Joan Didion con su marido e hija

No somos animales salvajes e idealizados.

Somos seres mortales imperfectos, conscientes de esa mortalidad incluso cuando la apartamos a empujones, decepcionados por nuestra misma complejidad, tan incorporada que cuando lloramos a nuestros seres queridos también nos estamos llorando a nosotros mismos, para bien o para mal. A quienes éramos. A quienes ya no somos. Y a quienes no seremos definitivamente un día.

Cuando me dieron este libro, alguien pasó, miró la portada, dijo que lo había leído, que le había gustado mucho, claro, pero refirió otra cosa que me llevé, como un señalador invisible, entre las hojas del tomo. Dijo que había páginas de más en el final. Inclusive tomó el libro de mi mesa y pasó algunas y en ese abanico repitió esto, no recuerdo exactamente cómo lo dijo, acerca de un sobrante. Al empezar a leer pensé: cuando haya avanzado bastante, seguro voy a estar todo el tiempo esperando que empiece el sobrante. La cabeza va a hacerme esa trampa, va a estar alerta para intentar advertir exactamente dónde comienza lo que debería haber quedado afuera.

En ese ejercicio pensé que podría haber terminado con la línea: "Le quedaban veinticinco noches de vida". O podría haber terminado con: "Por una vez en la vida, déjalo correr". Pero aun para entonces quedan no pocas páginas todavía hasta que Didion decide detenerse. En una de ellas se lee: "Mientras escribo esto, me doy cuenta de que no quiero terminar esta crónica". Y es que no ignora lo que sabe ese lector. "La cuestión de la autocompasión" es también la cuestión de la autocondescendencia, cosa que no va a permitirse sin ser tan dolorosamente digna y fuerte como para reconocerlo. Pero, a su vez, sabe que no hay manera de terminar una danza de despedida sin trastabillar al final. Simplemente no la hay. Integrar esa imposibilidad, al fin y al cabo, es un acierto, una inteligencia. O un subrayado de algo que se escribió antes:

La autocompasión siempre ha sido el más común y el más universalmente repudiado de nuestros defectos de carácter, y su potencial pestilente para la destrucción nunca se cuestiona. "Nuestro peor enemigo", la llamó Hellen Keller. "Nunca vi a un animal salvaje / sentir pena de sí mismo" —escribió D. H. Lawrence en una homilía de cuatro versos muy citada que, si uno la examina bien, resulta no tener más sentido que el puramente tendencioso—. El pajarito caerá muerto de su rama / sin haber sentido jamás lástima de sí mismo".

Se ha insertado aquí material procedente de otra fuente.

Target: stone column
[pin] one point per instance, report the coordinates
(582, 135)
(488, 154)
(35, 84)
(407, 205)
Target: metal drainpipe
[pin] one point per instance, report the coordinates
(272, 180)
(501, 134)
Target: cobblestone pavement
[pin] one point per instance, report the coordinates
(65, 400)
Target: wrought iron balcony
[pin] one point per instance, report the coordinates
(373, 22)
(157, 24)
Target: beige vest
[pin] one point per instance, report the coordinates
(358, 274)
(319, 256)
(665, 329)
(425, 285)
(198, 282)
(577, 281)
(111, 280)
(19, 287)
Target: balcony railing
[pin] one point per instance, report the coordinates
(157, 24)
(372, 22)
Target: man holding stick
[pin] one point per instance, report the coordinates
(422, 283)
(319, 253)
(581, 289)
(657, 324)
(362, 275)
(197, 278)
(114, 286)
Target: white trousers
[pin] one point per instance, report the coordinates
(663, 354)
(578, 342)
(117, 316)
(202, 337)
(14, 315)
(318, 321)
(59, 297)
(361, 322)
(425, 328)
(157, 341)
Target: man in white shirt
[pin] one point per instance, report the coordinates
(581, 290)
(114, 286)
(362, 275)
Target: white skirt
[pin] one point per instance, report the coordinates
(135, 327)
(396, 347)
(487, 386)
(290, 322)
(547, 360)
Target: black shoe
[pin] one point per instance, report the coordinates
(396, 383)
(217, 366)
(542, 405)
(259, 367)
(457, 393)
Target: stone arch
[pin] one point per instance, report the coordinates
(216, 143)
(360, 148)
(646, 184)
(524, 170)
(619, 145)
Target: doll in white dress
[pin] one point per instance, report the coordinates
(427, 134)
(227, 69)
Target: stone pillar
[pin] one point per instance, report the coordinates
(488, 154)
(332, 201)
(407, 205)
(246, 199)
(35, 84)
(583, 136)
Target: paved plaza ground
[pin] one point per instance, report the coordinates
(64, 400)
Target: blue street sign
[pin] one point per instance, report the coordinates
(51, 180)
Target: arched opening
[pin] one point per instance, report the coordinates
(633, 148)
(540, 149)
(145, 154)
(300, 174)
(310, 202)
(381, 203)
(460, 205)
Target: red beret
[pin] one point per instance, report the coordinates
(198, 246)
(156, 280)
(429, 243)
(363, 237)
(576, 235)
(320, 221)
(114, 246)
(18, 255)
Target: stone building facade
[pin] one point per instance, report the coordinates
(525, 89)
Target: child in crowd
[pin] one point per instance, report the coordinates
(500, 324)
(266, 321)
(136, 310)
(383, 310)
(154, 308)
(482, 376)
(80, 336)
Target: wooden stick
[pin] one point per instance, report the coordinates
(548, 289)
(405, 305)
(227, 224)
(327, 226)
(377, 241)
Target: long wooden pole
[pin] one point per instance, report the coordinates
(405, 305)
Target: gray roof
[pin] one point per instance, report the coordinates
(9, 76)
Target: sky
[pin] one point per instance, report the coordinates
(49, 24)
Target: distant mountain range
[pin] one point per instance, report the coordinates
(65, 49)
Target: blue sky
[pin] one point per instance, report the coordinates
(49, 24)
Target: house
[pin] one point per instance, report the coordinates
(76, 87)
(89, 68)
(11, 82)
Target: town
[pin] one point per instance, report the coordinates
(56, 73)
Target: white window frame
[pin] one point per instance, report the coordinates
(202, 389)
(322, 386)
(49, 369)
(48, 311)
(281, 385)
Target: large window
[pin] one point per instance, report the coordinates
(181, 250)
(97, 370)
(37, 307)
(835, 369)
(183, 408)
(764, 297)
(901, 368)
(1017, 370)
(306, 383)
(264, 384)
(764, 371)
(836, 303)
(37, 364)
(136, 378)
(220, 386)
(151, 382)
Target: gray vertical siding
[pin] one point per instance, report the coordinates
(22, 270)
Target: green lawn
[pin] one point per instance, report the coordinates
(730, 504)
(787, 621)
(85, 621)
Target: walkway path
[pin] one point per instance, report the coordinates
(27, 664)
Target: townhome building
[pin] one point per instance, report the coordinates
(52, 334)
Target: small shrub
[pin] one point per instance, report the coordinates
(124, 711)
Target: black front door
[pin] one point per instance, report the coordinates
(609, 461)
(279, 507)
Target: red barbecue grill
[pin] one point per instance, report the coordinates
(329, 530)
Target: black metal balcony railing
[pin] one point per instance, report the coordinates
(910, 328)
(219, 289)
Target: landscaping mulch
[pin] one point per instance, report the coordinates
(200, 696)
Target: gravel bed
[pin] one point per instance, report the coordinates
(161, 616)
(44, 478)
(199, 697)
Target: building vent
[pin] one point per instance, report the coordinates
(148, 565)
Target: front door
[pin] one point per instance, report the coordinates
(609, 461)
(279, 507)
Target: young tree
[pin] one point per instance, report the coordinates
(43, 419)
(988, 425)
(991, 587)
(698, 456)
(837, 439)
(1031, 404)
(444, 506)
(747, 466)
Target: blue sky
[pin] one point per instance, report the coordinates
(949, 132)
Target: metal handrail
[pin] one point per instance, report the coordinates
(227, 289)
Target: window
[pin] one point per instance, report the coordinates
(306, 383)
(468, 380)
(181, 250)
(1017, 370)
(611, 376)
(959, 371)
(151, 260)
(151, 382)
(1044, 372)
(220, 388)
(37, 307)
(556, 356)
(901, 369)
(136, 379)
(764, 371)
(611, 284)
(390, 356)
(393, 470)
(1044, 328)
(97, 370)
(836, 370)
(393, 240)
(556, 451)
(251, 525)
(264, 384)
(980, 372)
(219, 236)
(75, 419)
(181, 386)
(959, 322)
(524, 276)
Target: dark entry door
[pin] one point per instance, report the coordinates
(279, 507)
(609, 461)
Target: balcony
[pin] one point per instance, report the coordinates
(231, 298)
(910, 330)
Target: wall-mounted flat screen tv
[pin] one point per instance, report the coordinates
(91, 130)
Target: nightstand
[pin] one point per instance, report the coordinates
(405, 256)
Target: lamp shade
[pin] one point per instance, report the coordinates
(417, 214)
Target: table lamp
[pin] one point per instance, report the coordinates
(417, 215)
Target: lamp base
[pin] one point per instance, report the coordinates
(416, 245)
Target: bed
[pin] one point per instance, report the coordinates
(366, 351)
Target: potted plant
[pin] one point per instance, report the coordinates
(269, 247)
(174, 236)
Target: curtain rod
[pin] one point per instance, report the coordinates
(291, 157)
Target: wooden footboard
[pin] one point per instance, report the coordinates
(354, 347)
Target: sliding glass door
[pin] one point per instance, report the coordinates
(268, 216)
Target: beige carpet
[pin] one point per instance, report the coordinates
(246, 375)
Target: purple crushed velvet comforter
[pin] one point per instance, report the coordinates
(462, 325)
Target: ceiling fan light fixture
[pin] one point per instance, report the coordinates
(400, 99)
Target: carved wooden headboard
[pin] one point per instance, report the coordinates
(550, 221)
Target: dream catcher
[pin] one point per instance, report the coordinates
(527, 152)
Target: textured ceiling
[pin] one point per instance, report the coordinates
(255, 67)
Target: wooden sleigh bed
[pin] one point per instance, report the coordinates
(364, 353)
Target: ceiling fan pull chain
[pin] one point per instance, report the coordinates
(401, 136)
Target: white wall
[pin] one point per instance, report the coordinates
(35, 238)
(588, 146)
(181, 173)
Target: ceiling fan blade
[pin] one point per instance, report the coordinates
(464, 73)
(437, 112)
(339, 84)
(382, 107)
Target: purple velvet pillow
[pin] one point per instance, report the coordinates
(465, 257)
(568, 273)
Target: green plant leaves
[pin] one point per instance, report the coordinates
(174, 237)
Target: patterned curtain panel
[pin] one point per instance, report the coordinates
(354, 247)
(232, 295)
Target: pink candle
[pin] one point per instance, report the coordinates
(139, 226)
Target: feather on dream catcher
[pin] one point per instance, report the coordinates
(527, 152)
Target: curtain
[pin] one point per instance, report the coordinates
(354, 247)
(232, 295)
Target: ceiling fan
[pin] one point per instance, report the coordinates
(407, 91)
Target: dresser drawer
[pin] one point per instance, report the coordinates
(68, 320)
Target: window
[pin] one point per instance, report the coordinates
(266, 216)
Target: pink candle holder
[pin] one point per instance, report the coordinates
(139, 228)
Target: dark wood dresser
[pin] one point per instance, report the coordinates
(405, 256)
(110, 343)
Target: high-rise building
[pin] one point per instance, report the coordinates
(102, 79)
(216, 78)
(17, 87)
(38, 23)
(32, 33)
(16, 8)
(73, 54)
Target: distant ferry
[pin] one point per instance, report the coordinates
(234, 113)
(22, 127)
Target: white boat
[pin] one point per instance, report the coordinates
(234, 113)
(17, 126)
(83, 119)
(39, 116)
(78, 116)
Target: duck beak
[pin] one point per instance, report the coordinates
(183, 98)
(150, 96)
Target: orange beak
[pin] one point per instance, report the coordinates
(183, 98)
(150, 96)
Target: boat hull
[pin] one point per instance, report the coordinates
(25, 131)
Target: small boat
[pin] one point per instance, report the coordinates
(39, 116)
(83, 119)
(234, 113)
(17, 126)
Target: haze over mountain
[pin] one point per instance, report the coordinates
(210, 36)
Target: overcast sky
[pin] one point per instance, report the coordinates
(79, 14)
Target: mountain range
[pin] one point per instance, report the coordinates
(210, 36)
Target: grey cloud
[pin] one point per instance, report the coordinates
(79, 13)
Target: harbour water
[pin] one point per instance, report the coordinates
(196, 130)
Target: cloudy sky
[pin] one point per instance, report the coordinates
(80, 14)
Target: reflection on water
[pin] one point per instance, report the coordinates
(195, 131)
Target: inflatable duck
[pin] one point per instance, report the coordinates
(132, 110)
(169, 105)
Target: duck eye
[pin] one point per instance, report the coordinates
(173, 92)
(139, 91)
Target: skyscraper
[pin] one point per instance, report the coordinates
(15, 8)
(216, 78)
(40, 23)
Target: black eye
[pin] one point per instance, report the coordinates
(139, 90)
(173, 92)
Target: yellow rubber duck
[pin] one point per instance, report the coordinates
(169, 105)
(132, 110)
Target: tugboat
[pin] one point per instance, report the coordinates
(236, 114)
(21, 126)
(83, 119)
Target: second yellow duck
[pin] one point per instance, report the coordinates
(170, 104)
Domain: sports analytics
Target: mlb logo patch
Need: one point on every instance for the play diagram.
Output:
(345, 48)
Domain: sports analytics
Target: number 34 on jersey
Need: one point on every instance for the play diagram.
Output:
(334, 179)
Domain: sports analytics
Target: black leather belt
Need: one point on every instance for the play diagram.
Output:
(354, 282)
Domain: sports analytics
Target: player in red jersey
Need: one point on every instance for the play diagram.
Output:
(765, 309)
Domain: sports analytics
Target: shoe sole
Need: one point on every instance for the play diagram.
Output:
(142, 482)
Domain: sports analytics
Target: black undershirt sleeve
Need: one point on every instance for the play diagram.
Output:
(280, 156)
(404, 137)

Puede que esta sea la idea que Lawrence (o nosotros) preferiría tener de las criaturas salvajes, pero acuérdense ustedes de esos delfines que se niegan a comer después de la muerte de su compañero o compañera. Piensen en esos gansos que se ponen a buscar al compañero perdido hasta que se desorientan y también mueren. De hecho, quienes han perdido a un ser amado tienen razones de peso para sentir lástima de sí mismos, y hasta una necesidad apremiante de hacerlo. (...) Todas las conexiones que componían su vida, tanto las profundas como las que parecen (hasta que se rompen) insignificantes, desaparecieron.